The Connected Customer
Part 6 | The automatic execution strategy
Blogs in this series
Part 6: The Automatic Execution Strategy
The third connected strategy
In this sixth blog in the series, we take a look at the automatic execution strategy companies can adopt to build much deeper relationships with customers. This strategy is one of four connected strategies taken from the 2019 book "Connected Strategy” by Siggelkow and Terwisch.
The automatic execution strategy
Where the coach behaviour strategy is described as being somewhat parental, the final strategy “Automatic Execution”, takes us into Big Brother territory and can only be used sparingly.
This strategy is outlined in the diagram below.
Diagram from "Connected Strategy” by Siggelkow and Terwisch.
How does the automatic execution strategy work?
Meeting customer needs before they become aware of them
For the automatic execution strategy, the organisation controls the process almost completely. To explain the strategy let’s return to the printer examples we used for earlier strategies. Previously, the customer was notified that she was low on ink and decided whether or not to order more. For the automatic execution strategy, the printer instead notifies the manufacturer that the printer is low on ink and automatically sends the ink to the customer.
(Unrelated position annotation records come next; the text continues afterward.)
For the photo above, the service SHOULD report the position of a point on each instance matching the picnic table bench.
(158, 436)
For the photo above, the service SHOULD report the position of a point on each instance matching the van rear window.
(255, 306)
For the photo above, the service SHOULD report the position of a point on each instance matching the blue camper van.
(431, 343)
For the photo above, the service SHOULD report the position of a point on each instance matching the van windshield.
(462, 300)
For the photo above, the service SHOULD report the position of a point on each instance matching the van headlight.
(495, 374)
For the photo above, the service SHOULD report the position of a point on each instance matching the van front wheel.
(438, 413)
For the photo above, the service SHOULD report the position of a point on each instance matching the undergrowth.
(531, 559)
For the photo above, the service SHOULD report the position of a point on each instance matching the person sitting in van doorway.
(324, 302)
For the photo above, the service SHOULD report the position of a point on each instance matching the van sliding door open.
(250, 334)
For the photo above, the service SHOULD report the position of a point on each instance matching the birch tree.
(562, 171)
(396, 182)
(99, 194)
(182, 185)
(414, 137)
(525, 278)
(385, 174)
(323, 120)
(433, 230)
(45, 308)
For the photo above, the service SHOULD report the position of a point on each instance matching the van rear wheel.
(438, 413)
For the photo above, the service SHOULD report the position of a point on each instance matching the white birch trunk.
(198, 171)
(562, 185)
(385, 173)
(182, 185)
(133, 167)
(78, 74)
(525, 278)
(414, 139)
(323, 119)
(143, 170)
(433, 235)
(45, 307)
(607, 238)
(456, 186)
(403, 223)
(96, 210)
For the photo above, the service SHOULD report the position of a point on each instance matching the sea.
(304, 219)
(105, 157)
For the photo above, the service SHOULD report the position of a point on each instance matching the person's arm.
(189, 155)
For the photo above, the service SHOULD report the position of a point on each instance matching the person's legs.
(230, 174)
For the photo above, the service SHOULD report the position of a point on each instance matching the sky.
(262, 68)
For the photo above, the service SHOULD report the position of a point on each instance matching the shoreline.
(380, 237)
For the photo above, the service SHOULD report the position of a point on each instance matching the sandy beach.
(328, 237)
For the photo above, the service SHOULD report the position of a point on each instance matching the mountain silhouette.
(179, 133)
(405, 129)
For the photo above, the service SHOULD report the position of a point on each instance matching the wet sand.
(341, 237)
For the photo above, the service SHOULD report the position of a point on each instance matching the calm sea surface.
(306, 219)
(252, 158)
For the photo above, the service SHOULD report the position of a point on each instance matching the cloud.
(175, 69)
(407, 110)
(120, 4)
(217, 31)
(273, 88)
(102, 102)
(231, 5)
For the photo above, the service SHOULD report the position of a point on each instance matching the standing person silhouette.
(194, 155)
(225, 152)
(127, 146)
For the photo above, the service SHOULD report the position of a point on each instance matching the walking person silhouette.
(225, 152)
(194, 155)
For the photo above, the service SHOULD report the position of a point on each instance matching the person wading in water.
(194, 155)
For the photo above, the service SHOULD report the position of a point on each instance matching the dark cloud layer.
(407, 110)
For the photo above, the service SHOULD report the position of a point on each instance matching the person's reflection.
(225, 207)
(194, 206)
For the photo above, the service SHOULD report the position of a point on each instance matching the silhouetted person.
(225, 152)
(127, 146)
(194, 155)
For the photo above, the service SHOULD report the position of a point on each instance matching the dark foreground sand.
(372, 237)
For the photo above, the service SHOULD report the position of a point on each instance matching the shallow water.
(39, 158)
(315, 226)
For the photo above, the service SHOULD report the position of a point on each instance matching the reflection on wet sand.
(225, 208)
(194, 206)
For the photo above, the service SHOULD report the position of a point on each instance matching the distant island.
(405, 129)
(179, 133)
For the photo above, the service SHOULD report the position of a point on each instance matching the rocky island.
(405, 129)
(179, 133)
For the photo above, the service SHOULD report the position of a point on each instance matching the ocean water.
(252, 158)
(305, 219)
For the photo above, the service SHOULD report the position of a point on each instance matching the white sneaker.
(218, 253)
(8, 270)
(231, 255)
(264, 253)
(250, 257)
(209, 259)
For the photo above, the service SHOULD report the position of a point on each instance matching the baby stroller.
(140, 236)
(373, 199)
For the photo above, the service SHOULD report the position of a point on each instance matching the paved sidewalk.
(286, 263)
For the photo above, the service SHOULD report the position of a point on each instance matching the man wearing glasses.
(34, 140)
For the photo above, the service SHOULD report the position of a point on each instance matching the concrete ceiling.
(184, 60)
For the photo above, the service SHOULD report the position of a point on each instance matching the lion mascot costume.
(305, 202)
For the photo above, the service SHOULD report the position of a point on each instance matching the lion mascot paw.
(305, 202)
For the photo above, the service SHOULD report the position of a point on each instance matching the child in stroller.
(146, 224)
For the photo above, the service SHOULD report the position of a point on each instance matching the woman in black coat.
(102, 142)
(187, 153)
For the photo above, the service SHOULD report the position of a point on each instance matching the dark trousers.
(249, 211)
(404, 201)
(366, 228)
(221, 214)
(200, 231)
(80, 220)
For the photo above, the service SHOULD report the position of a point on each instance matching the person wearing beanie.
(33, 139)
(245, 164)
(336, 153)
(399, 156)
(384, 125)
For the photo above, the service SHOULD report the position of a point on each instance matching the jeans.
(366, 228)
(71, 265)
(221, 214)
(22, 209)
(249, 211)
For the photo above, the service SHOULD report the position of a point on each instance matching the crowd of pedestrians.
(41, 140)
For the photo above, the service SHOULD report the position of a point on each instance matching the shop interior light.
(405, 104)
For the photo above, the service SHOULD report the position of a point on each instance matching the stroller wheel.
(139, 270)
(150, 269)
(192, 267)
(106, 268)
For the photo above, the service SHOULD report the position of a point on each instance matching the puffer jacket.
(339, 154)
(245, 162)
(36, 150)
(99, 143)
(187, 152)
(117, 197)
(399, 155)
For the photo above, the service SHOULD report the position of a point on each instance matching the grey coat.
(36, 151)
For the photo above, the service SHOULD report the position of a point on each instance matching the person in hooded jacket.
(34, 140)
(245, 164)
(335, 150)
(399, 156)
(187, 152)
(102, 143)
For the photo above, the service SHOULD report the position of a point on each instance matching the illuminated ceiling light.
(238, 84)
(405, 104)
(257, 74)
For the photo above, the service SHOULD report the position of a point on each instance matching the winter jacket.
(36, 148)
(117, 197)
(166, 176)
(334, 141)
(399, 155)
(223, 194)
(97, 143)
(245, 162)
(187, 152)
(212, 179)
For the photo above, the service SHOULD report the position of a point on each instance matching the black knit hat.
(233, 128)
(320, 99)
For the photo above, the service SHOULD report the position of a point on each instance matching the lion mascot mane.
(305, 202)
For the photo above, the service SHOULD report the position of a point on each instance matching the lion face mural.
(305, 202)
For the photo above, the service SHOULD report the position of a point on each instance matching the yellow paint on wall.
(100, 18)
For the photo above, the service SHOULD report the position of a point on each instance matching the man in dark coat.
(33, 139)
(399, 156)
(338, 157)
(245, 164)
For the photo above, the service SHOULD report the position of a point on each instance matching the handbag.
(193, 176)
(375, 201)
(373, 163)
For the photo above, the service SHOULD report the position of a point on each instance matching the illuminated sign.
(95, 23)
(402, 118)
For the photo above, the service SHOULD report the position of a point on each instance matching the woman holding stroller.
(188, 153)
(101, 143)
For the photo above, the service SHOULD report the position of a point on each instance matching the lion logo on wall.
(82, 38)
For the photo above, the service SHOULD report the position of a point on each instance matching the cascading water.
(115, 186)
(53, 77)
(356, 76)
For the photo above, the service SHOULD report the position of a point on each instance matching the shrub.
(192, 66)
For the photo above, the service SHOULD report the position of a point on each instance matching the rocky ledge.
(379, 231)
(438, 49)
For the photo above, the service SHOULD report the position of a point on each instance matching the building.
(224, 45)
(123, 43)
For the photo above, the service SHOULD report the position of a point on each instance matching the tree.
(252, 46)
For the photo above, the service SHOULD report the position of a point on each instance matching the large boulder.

As the internet of things (IOT) grows, we will increasingly have sensors and devices monitoring our lives and the automatic execution strategy is likely to grow. We are seeing this strategy in the automotive industry through monitored cars, and in the appliance industry where our fridges can now reorder our groceries.
This is a very powerful strategy but should be used sparingly.
It also fits with adopting a long term strategy that focuses on customers. At Symphony3 we highly recommend customer-led transformation tied closely to business outcomes, with consideration given to both the short-term and long-term. This contrasts with much of the technology-first transformation in the marketplace at the moment, where customer needs and business outcomes are becoming an afterthought.